On Thu, Mar 03, 2016 at 11:19:13AM +0100, Johann Klasek wrote:
> On Wed, Mar 02, 2016 at 06:01:33PM -0800, Franck Martin via mailop wrote:
> > On Wed, Mar 2, 2016 at 5:29 PM, Brandon Long <bl...@google.com> wrote:
> > 
> > > I thought that POODLE required a specific type of fallback that tended to
> > > be browser specific (ie, prevent a tls connection, forcing the browser to
> > > fall back to a ssl3 connection), do any smtp servers actually do that?
> > >
> > 
> > Re-negotiation is part of SSL/TLS I believe, so once STARTTLS is initiated,
> > I believe you can create the right conditions to fall back to SSLv3.
> 
> I have observed (maybe commonly known) that even with SSLv2 disabled
> (OpenSSL) by appropriate cipherlist settings it is possible to force a fall 
> back
> to weak SSLv2/SSLv3 ciphers. This holds for OpenSSL before 0.9.8zc (where the
> downgrade vulnerability has been fixed), see also for 1.x:
> 
> OpenSSL 1.0.1 has TLSFALLBACKSCSV in 1.0.1j and higher.
> OpenSSL 1.0.0 has TLSFALLBACKSCSV in 1.0.0o and higher.

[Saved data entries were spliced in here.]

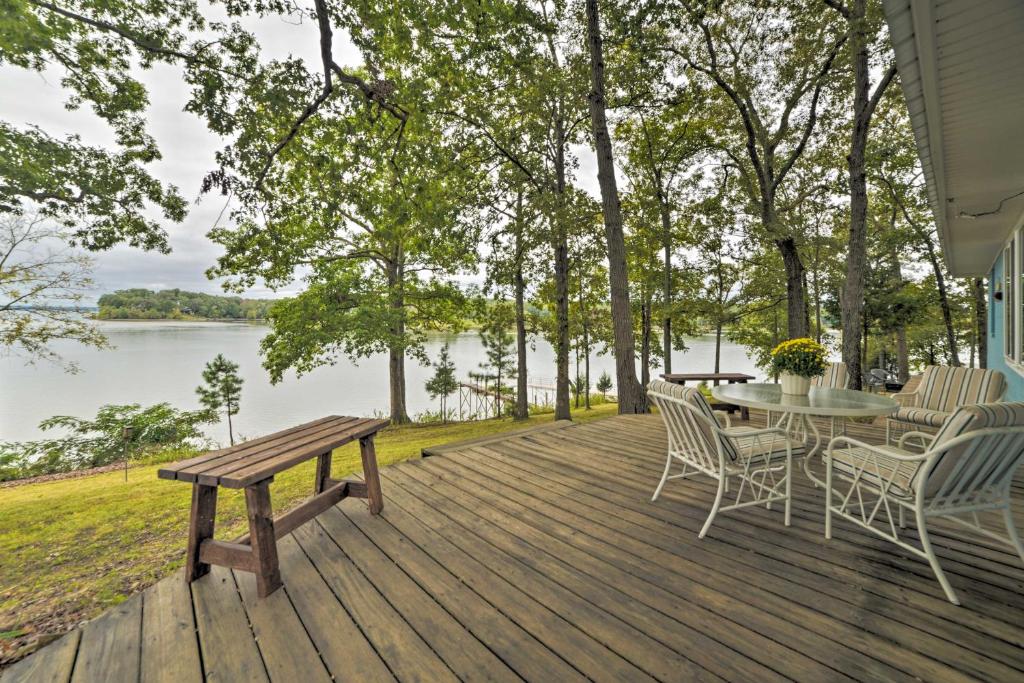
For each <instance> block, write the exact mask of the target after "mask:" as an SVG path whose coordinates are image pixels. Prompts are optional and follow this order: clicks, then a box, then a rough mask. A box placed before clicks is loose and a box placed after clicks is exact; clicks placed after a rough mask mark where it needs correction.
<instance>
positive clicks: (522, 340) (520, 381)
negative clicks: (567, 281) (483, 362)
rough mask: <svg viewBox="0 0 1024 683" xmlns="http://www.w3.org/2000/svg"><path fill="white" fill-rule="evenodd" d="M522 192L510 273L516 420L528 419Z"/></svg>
mask: <svg viewBox="0 0 1024 683" xmlns="http://www.w3.org/2000/svg"><path fill="white" fill-rule="evenodd" d="M522 230H523V225H522V190H520V191H519V194H518V196H517V197H516V233H515V257H516V261H515V271H514V272H513V273H512V287H513V289H514V290H515V352H516V392H515V411H514V412H513V417H514V419H516V420H525V419H526V418H528V417H529V400H528V396H527V395H526V392H527V386H526V384H527V379H526V306H525V303H524V300H525V292H526V283H525V279H524V278H523V274H522V260H523V249H524V248H523V244H522Z"/></svg>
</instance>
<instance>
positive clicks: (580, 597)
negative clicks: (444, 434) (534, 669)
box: [389, 454, 718, 677]
mask: <svg viewBox="0 0 1024 683" xmlns="http://www.w3.org/2000/svg"><path fill="white" fill-rule="evenodd" d="M445 455H446V454H445ZM389 480H390V481H391V482H392V483H393V484H394V485H398V486H399V487H400V488H402V490H403V492H404V493H406V494H407V495H413V496H414V497H416V498H420V497H419V496H416V494H415V493H413V492H412V489H411V488H409V487H407V486H402V485H401V484H399V483H397V482H394V480H393V479H389ZM420 500H421V501H422V502H423V503H424V504H425V505H430V503H429V502H428V501H425V500H423V499H420ZM453 504H456V505H458V504H457V503H453ZM396 505H398V506H399V507H402V510H404V511H406V512H407V513H408V514H412V513H411V512H410V511H409V510H408V509H406V508H404V507H403V506H401V503H400V502H397V503H396ZM460 507H464V506H460ZM464 509H467V510H468V508H464ZM438 513H439V514H443V513H442V512H440V511H438ZM445 517H447V519H449V520H450V521H451V522H452V523H453V524H456V525H458V526H459V527H461V528H462V529H464V530H466V532H467V533H468V535H471V536H473V537H475V538H476V539H477V540H479V542H480V543H481V544H485V545H487V546H490V547H492V548H493V549H494V551H495V552H498V553H500V554H502V555H504V556H506V557H507V558H508V559H509V560H510V561H513V562H516V563H518V564H522V562H521V560H519V559H518V558H516V557H514V556H512V555H510V554H509V553H508V552H507V551H505V550H504V549H502V548H499V547H497V546H495V545H494V544H493V543H490V542H489V541H487V540H486V539H482V538H481V537H479V536H478V535H477V533H476V532H475V531H474V530H473V529H470V528H469V527H467V526H465V525H464V524H462V523H461V522H459V521H458V520H456V519H453V518H452V517H450V516H447V515H445ZM524 566H526V567H527V569H529V570H530V571H532V572H536V573H538V574H539V575H542V577H543V574H540V572H538V571H537V570H536V569H532V568H531V567H528V565H524ZM490 570H492V571H494V569H490ZM544 578H545V579H547V580H548V581H549V582H551V583H553V584H555V585H557V586H559V587H561V588H562V590H564V591H566V592H568V593H571V594H572V595H574V596H575V597H577V598H579V599H580V600H583V601H585V602H587V603H588V604H590V605H591V606H593V607H594V608H595V609H598V610H601V609H602V608H601V607H600V606H598V605H594V603H593V602H591V601H590V600H587V599H586V598H584V597H582V596H580V595H579V594H578V593H575V592H574V591H571V589H568V588H566V587H564V586H563V585H562V584H560V583H559V582H557V581H555V580H553V579H551V578H549V577H544ZM512 586H515V585H514V584H512ZM478 595H479V593H478ZM481 597H482V596H481ZM503 613H504V612H503ZM553 613H554V614H555V616H558V617H560V618H562V620H563V621H565V624H566V625H567V626H568V627H569V628H572V629H575V630H579V631H581V633H583V634H584V635H585V636H587V637H589V638H591V639H592V640H594V641H595V642H597V643H598V644H599V645H601V646H602V647H604V648H605V649H607V650H608V651H609V652H612V653H613V654H615V655H616V656H618V657H622V658H623V659H625V660H627V661H629V663H630V664H631V665H633V666H634V667H637V668H638V669H640V670H641V671H644V668H643V666H642V665H641V664H638V663H636V661H632V660H630V659H629V658H628V656H627V655H625V654H623V653H621V652H618V651H616V650H614V649H613V648H612V647H611V646H610V645H609V644H607V643H605V642H603V641H602V640H600V639H598V638H597V637H596V636H594V635H592V634H590V633H588V632H586V631H583V630H582V629H580V627H579V626H577V625H574V624H573V623H572V622H569V621H567V620H565V617H564V616H562V615H561V614H558V613H557V612H553ZM506 615H507V616H509V618H510V620H511V621H513V622H514V623H516V624H517V625H518V626H519V627H520V628H522V629H525V628H526V627H525V626H523V625H520V624H519V623H518V622H516V621H515V620H514V618H512V617H511V616H510V615H508V614H506ZM612 616H613V617H614V618H615V620H617V621H618V622H621V623H622V624H624V625H625V626H626V627H628V628H629V629H631V630H634V631H640V633H643V632H642V631H641V630H640V629H638V628H637V627H636V626H634V625H632V624H630V623H629V622H626V621H625V620H623V618H621V617H618V616H615V615H612ZM643 635H645V636H646V637H648V638H650V639H651V640H656V639H655V638H654V637H653V636H651V635H650V634H646V633H644V634H643ZM657 642H659V643H660V644H662V645H664V646H665V647H667V648H668V649H670V650H672V651H674V652H676V653H677V654H679V655H680V656H682V657H683V658H685V659H687V660H689V661H690V663H691V664H693V665H694V666H696V667H698V668H700V669H701V670H705V671H708V673H709V674H711V675H713V676H716V677H718V674H716V673H715V672H712V671H710V670H708V669H707V668H706V667H703V666H701V665H699V664H697V663H694V661H693V660H692V659H691V658H690V657H689V656H688V655H687V654H686V653H683V652H678V651H677V650H675V649H674V648H672V647H671V646H669V645H667V644H665V643H664V642H662V641H657ZM549 649H550V648H549ZM555 652H556V654H558V653H557V651H555ZM559 657H560V658H563V659H564V657H562V656H561V655H560V654H559ZM568 664H569V665H570V666H572V665H571V663H568ZM573 669H577V671H579V669H578V668H575V667H573ZM645 673H646V674H647V675H649V676H653V674H652V673H651V672H649V671H646V672H645ZM581 674H582V675H584V676H586V674H585V673H584V672H581Z"/></svg>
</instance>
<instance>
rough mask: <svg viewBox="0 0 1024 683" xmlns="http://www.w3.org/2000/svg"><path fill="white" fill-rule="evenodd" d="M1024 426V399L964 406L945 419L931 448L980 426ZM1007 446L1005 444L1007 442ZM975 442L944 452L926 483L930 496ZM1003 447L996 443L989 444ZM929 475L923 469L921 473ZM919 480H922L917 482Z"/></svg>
mask: <svg viewBox="0 0 1024 683" xmlns="http://www.w3.org/2000/svg"><path fill="white" fill-rule="evenodd" d="M1022 425H1024V402H1012V403H982V404H978V405H964V407H963V408H958V409H956V412H955V413H953V414H952V416H951V417H950V418H949V419H948V420H946V421H945V423H944V424H943V425H942V429H940V430H939V432H938V433H937V434H936V435H935V440H933V441H932V445H931V450H932V451H938V450H941V449H942V445H943V444H944V443H948V442H949V441H950V440H952V439H954V438H956V437H957V436H959V435H962V434H966V433H968V432H971V431H975V430H977V429H985V428H989V427H1016V426H1022ZM1004 445H1005V444H1004ZM972 447H973V446H972V443H971V442H970V441H968V442H967V443H964V444H962V445H958V446H954V447H952V449H950V450H948V451H945V452H943V453H940V454H939V456H938V458H937V460H936V462H935V464H934V465H933V467H932V468H931V470H930V473H928V475H927V476H928V481H927V483H926V486H925V495H926V496H935V495H936V494H938V493H939V490H940V489H941V488H942V485H943V484H944V483H945V481H946V479H947V478H948V477H949V476H950V475H953V474H954V473H955V472H956V470H957V464H958V463H959V460H961V458H963V457H964V456H965V455H966V454H967V453H968V452H969V451H970V450H971V449H972ZM988 447H989V449H992V447H1001V446H1000V445H999V444H996V443H995V442H993V443H992V444H990V445H989V446H988ZM1008 455H1009V456H1019V455H1020V454H1019V453H1010V454H1008ZM924 474H925V472H924V470H922V472H921V475H922V476H923V475H924ZM915 483H919V484H920V482H915Z"/></svg>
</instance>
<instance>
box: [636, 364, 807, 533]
mask: <svg viewBox="0 0 1024 683" xmlns="http://www.w3.org/2000/svg"><path fill="white" fill-rule="evenodd" d="M647 395H648V396H649V397H650V399H651V401H652V402H653V404H654V405H655V407H657V409H658V412H659V413H660V415H662V419H663V420H664V421H665V426H666V429H667V430H668V433H669V453H668V456H667V457H666V463H665V471H664V472H663V474H662V480H660V481H659V482H658V484H657V488H655V489H654V495H653V497H652V498H651V501H652V502H653V501H656V500H657V498H658V496H660V495H662V489H663V488H664V487H665V483H666V482H667V481H668V480H669V479H682V478H686V477H690V476H695V475H698V474H705V475H707V476H709V477H711V478H712V479H715V480H716V481H718V490H717V494H716V496H715V503H714V504H713V505H712V509H711V513H710V514H709V515H708V519H707V521H705V523H703V526H702V527H701V528H700V532H699V533H698V538H701V539H702V538H703V537H705V535H706V533H707V532H708V529H709V528H711V524H712V522H713V521H714V519H715V515H717V514H718V513H719V512H725V511H728V510H737V509H739V508H745V507H750V506H753V505H764V506H766V507H767V508H768V509H769V510H770V509H771V504H772V503H775V502H779V501H784V503H785V514H784V518H785V519H784V521H785V525H786V526H788V525H790V501H791V490H792V483H793V477H792V473H793V458H794V456H799V455H801V454H803V447H802V446H796V445H794V442H793V440H792V439H791V438H790V436H788V435H787V434H786V433H785V431H784V430H783V429H779V428H775V427H768V428H765V429H755V428H752V427H722V426H721V425H720V424H719V423H718V421H717V420H716V419H715V414H714V412H713V411H712V410H711V405H710V404H709V403H708V400H707V399H706V398H705V397H703V395H702V394H701V393H700V392H699V391H698V390H696V389H693V388H689V387H684V386H680V385H677V384H670V383H668V382H663V381H660V380H654V381H653V382H651V383H650V385H649V386H648V389H647ZM674 462H678V463H680V464H681V465H682V471H681V472H680V473H678V474H670V472H671V470H672V465H673V463H674ZM730 479H734V480H736V492H735V496H734V497H732V494H730V493H729V489H730ZM726 494H729V496H730V498H731V503H728V504H726V505H723V501H724V499H725V497H726Z"/></svg>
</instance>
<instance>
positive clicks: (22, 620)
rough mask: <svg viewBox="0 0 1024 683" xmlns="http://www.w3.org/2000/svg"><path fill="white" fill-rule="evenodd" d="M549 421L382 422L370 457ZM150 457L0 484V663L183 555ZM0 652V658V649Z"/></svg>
mask: <svg viewBox="0 0 1024 683" xmlns="http://www.w3.org/2000/svg"><path fill="white" fill-rule="evenodd" d="M614 411H615V407H614V404H603V405H599V407H596V408H595V409H594V410H592V411H583V410H580V411H573V419H574V420H577V421H587V420H593V419H597V418H601V417H607V416H609V415H613V414H614ZM550 421H551V415H550V414H549V415H545V416H537V417H532V418H530V419H529V420H527V421H523V422H515V421H513V420H510V419H503V420H487V421H481V422H471V423H460V424H450V425H439V424H431V425H410V426H402V427H390V428H387V429H385V430H384V431H382V432H381V433H380V434H379V435H378V437H377V442H376V443H377V454H378V462H379V464H380V465H381V466H382V467H383V466H386V465H388V464H391V463H395V462H399V461H402V460H409V459H411V458H418V457H419V456H420V451H421V450H422V449H423V447H425V446H428V445H437V444H440V443H446V442H451V441H459V440H464V439H470V438H476V437H480V436H486V435H489V434H495V433H500V432H504V431H509V430H513V429H519V428H523V427H525V426H535V425H539V424H543V423H546V422H550ZM313 466H314V462H313V461H310V462H307V463H304V464H302V465H300V466H298V467H295V468H292V469H291V470H289V471H287V472H285V473H283V474H281V475H279V476H278V477H276V478H275V479H274V482H273V484H272V486H271V490H272V500H273V504H274V509H275V510H276V511H279V512H280V511H282V510H285V509H287V508H290V507H292V506H293V505H295V504H296V503H298V502H300V501H301V500H302V499H304V498H306V497H308V496H309V495H310V492H311V488H312V481H313ZM158 468H159V465H143V466H138V467H133V468H131V469H130V470H129V471H128V481H127V483H126V482H125V479H124V472H109V473H104V474H96V475H92V476H87V477H82V478H78V479H66V480H61V481H49V482H42V483H34V484H26V485H23V486H15V487H12V488H3V489H0V558H2V561H0V661H3V660H4V659H5V658H7V657H10V656H11V655H12V654H13V652H14V650H15V649H18V648H20V647H22V646H23V645H25V644H27V643H30V642H32V641H34V640H35V639H36V638H38V637H39V636H41V635H44V634H48V633H59V632H62V631H67V630H69V629H70V628H72V627H74V626H75V625H76V624H78V623H79V622H81V621H83V620H87V618H91V617H92V616H95V615H96V614H97V613H98V612H100V611H102V610H103V609H104V608H106V607H109V606H111V605H114V604H117V603H119V602H121V601H122V600H124V599H125V598H127V597H128V596H129V595H131V594H133V593H135V592H137V591H139V590H141V589H143V588H145V587H146V586H150V585H151V584H153V583H155V582H156V581H157V580H159V579H160V578H162V577H164V575H166V574H167V573H169V572H170V571H172V570H173V569H175V568H177V567H179V566H181V564H182V562H183V559H184V557H183V556H184V546H185V537H186V523H187V518H188V506H189V501H190V493H191V492H190V486H188V485H186V484H184V483H180V482H175V481H167V480H164V479H158V478H157V469H158ZM359 469H361V465H360V463H359V455H358V447H357V445H356V444H354V443H352V444H348V445H346V446H344V447H342V449H339V450H338V451H336V452H335V458H334V476H336V477H340V476H344V475H345V474H348V473H350V472H353V471H357V470H359ZM241 494H242V492H238V490H227V489H221V492H220V496H219V498H218V510H217V533H216V536H217V538H222V539H230V538H234V537H237V536H239V535H240V533H242V532H244V531H245V528H244V527H245V507H244V499H243V497H242V495H241ZM5 655H6V656H5Z"/></svg>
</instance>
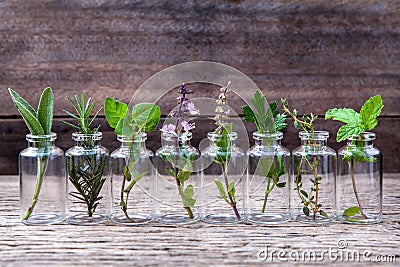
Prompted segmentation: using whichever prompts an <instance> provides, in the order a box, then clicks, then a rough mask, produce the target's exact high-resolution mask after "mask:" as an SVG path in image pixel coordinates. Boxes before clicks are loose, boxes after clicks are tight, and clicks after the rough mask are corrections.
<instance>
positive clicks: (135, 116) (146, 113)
mask: <svg viewBox="0 0 400 267" xmlns="http://www.w3.org/2000/svg"><path fill="white" fill-rule="evenodd" d="M160 115H161V113H160V107H158V106H156V105H154V104H151V103H140V104H137V105H135V106H134V107H133V108H132V117H131V119H132V123H134V124H136V125H137V126H138V128H139V131H141V130H143V129H144V130H145V131H151V130H153V129H154V128H155V127H156V126H157V124H158V121H159V119H160Z"/></svg>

Indeed, the Drown Attack paper documents this.
https://drownattack.com/drown-attack-paper.pdf

"Unfortunately, during our experiments we discovered that OpenSSL servers do 
not respect the cipher suites advertised in the ServerHello message. That is, 
the client can select an arbitrary cipher suite in the ClientMasterKey message 
and force the use of ex- port cipher suites even if they are explicitly 
disabled in the server configuration. The SSLv2 protocol itself was still 
enabled by default in the OpenSSL standalone server for the most recent OpenSSL 
versions prior to our disclosure."

And there are some mail software in current use that has to be
compiled against a just-released-OpenSSL library to fix them for real.